Reprieve for illegal immigrant
WEST BEVERLY | Deportation put on hold for Frenchwoman

January 23, 2008
BY SHAMUS TOOMEY Staff Reporter stoomey@suntimes.com
A glass of champagne, an excited dog named Fifi and ecstatic West Beverly neighbors welcomed home Corina Turcinovic on Tuesday night after the French national's deportation was put on hold and she was sprung from jail.

The 43-year-old, behind bars since Dec. 28 for overstaying her permission to come to the United States, was headed to O'Hare Airport to be deported Tuesday, her lawyer said, but she got a last-minute reprieve.

» Click to enlarge image

Corina Turcinovic, 43, was granted a stay of deportation Tuesday while a U.S. House subcommittee considers granting her legal residency.
(Tom Cruze/Sun-Times)
"I'm going to go out and celebrate," she shouted with a French accent after being hugged so hard by a friend they toppled into the snow. "I don't want to sleep. I want to eat, eat, eat. Because prison food, I don't think the dog would eat it."

'Craziest day of my life'
Her return to her adopted home followed a roller-coaster day that started with a 3:30 a.m. wake-up call at the McHenry County Jail. That was followed by a trip to an immigration holding cell and the start of a car ride to O'Hare that her lawyer, John D. Colbert, thought would have ended with a 6:19 p.m. flight to Paris.

She never made it to the airport, though. After a flurry of phone calls and meetings, Rep. Dan Lipinski (D-Ill.) helped get a congressional subcommittee to take another look at Turcinovic's case. The U.S. Immigration and Customs Enforcement agency agreed to put her deportation on hold for now.

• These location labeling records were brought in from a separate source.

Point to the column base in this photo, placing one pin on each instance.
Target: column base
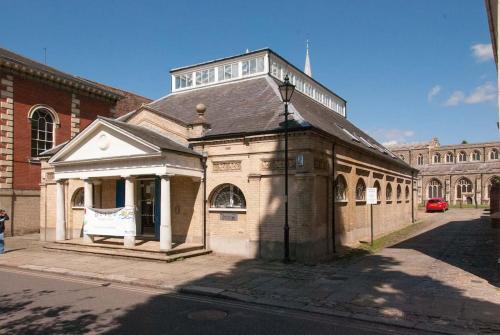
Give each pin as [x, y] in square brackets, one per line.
[165, 239]
[129, 241]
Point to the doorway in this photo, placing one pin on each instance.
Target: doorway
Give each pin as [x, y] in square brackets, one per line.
[147, 207]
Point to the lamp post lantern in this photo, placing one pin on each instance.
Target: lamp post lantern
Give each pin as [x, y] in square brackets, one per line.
[286, 91]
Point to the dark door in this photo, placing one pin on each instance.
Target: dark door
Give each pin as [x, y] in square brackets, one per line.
[147, 206]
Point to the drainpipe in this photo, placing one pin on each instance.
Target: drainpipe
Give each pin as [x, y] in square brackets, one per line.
[412, 196]
[204, 165]
[334, 249]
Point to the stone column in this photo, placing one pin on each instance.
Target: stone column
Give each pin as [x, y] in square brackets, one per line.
[60, 211]
[129, 241]
[165, 215]
[88, 202]
[97, 193]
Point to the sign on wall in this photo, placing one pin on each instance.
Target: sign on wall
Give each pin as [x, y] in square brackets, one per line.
[371, 195]
[109, 222]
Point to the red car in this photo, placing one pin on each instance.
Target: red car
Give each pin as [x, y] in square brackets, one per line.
[436, 204]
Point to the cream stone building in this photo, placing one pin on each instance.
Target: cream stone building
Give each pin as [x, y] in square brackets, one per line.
[460, 173]
[204, 165]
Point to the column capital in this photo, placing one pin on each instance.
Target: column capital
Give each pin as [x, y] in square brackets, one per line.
[166, 175]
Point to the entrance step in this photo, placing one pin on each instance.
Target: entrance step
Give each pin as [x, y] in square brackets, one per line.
[163, 256]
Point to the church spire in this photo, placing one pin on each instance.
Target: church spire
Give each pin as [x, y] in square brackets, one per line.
[307, 66]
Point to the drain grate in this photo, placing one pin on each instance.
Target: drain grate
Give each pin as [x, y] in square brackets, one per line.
[207, 315]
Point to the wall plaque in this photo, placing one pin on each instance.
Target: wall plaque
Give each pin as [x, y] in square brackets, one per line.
[229, 216]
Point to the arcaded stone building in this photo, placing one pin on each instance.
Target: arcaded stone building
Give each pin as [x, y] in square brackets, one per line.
[205, 165]
[460, 173]
[41, 107]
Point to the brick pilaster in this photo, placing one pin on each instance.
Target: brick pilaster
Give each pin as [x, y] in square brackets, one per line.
[6, 130]
[75, 115]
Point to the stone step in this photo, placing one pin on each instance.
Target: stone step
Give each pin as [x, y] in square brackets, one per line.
[181, 249]
[127, 253]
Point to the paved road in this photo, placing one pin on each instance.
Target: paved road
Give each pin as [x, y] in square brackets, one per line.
[33, 303]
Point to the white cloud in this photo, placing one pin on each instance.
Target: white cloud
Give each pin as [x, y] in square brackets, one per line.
[483, 93]
[482, 52]
[455, 98]
[433, 92]
[393, 136]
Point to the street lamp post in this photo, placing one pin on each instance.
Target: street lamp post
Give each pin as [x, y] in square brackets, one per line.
[286, 91]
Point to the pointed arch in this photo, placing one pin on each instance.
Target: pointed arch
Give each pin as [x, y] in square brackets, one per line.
[435, 189]
[340, 188]
[463, 187]
[360, 190]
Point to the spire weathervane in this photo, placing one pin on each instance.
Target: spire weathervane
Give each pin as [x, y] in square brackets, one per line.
[307, 66]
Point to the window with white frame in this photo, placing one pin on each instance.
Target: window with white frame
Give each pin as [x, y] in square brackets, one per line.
[388, 192]
[228, 196]
[252, 66]
[462, 156]
[377, 186]
[42, 131]
[228, 71]
[360, 190]
[340, 189]
[184, 80]
[494, 154]
[420, 159]
[476, 155]
[205, 76]
[449, 157]
[78, 198]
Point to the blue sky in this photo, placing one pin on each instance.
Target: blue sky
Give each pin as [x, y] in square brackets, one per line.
[410, 70]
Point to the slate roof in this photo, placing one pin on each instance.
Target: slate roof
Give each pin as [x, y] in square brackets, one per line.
[150, 136]
[254, 106]
[460, 168]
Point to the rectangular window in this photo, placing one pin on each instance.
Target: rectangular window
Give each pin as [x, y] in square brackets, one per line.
[228, 71]
[184, 80]
[252, 66]
[205, 76]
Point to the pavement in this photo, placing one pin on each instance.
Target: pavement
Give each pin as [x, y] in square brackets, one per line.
[441, 279]
[37, 303]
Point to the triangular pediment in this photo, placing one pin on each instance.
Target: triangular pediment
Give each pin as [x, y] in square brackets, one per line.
[101, 140]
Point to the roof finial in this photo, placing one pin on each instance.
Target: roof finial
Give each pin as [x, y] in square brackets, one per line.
[307, 66]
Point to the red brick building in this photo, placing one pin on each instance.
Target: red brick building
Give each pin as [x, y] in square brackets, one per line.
[42, 107]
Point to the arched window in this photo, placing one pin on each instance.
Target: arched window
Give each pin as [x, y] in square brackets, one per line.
[436, 158]
[420, 159]
[388, 192]
[377, 186]
[476, 155]
[228, 196]
[78, 198]
[435, 189]
[360, 190]
[494, 154]
[42, 131]
[340, 189]
[462, 156]
[464, 186]
[493, 180]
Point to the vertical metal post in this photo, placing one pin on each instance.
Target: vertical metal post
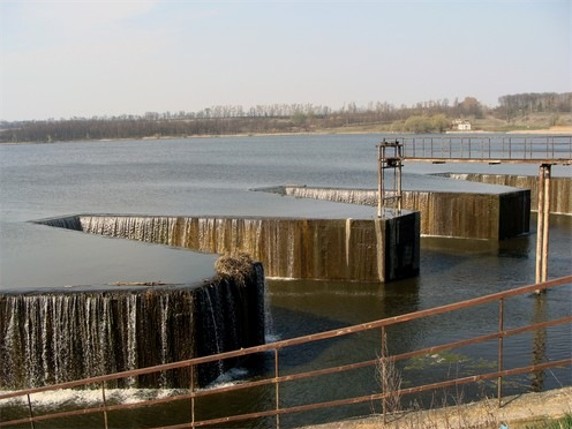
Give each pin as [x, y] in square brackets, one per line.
[383, 374]
[379, 182]
[543, 223]
[539, 225]
[192, 368]
[500, 350]
[546, 225]
[399, 170]
[30, 412]
[276, 388]
[105, 421]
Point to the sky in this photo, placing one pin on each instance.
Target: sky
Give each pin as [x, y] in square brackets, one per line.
[64, 59]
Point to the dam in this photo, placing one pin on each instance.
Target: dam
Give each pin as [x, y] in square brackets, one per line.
[356, 250]
[64, 335]
[181, 178]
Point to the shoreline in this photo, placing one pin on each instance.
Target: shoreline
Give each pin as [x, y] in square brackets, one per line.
[552, 131]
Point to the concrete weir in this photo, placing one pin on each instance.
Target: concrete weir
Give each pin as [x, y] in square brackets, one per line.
[560, 187]
[62, 335]
[358, 250]
[469, 215]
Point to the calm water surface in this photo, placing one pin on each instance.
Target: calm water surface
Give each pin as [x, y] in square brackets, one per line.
[213, 177]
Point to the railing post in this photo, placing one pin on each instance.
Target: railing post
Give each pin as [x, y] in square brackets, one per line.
[543, 223]
[379, 182]
[383, 374]
[192, 368]
[105, 421]
[276, 389]
[500, 350]
[31, 414]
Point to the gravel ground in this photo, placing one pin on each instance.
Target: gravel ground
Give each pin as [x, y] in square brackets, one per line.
[518, 412]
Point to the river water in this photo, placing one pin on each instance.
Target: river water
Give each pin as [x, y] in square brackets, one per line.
[214, 176]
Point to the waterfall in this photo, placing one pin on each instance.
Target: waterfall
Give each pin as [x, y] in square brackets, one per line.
[59, 336]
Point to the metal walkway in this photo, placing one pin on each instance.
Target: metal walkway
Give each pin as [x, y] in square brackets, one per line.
[544, 151]
[550, 150]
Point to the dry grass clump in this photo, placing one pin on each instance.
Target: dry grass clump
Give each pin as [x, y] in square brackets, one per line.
[237, 266]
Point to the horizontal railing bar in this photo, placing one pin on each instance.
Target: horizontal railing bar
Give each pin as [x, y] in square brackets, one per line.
[496, 160]
[377, 396]
[293, 377]
[303, 340]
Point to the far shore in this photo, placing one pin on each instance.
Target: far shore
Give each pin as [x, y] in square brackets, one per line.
[556, 130]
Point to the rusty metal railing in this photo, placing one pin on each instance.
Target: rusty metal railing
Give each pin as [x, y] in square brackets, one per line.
[277, 379]
[491, 149]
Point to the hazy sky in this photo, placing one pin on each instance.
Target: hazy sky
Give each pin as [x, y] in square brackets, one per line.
[84, 58]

Lipinski's office said a bill to grant her legal residency will be considered next month, and Turcinovic could get a one-year stay of deportation while it is pending.

"This is the craziest day of my life," she said. "I'm staying. I'm going. I'm staying. I'm going."

She had a good idea there could be a happy ending when a cell phone rang in the sport utility vehicle taking her to O'Hare about 4:30 p.m. She was in the back seat, and two government agents were up front. "Suddenly they got a phone call, and they turned the radio up," she said. "So I knew something was cooking. They didn't want me to hear."

Soon, the SUV turned around, and she was returned to a holding cell in west suburban Broadview. Then she was told she was being released.

Her friends, neighbors and labradoodle were waiting in West Beverly.

"I'm going to take everyone out to dinner at the best steakhouse," she declared.

Turcinovic came to the United States in 1990 after her fiance, Maro, was hit by a car while visiting. A hospital mistake left him a quadriplegic. Turcinovic, who was only allowed to be here for 90 days, married him and cared for him for 14 years. Immigration officials agreed not to deport her during that time.

Maro nearly became a U.S. citizen, but his application stalled when officials insisted he come in to be fingerprinted, which he couldn't do, Lipinski's office said. In 2004, while waiting for an agent to come to his bedside to take his prints, Maro died.

His naturalization was her best chance to stay here legally. Three years later, she was arrested and scheduled to be deported.

"This was not about immigration reform," Lipinski said Tuesday evening. "This was a government mistake."

Lipinski's office credited Rep. Zoe Lofgren (D-Calif.) with helping by talking to top Immigration and Customs Enforcement officers. Republican Representatives Steve King of Iowa and Lamar Smith of Texas also agreed the case needed a second look, Lipinski's office said.

"Tell Congressman Lipinski I adore him forever," Turcinovic said with a smile.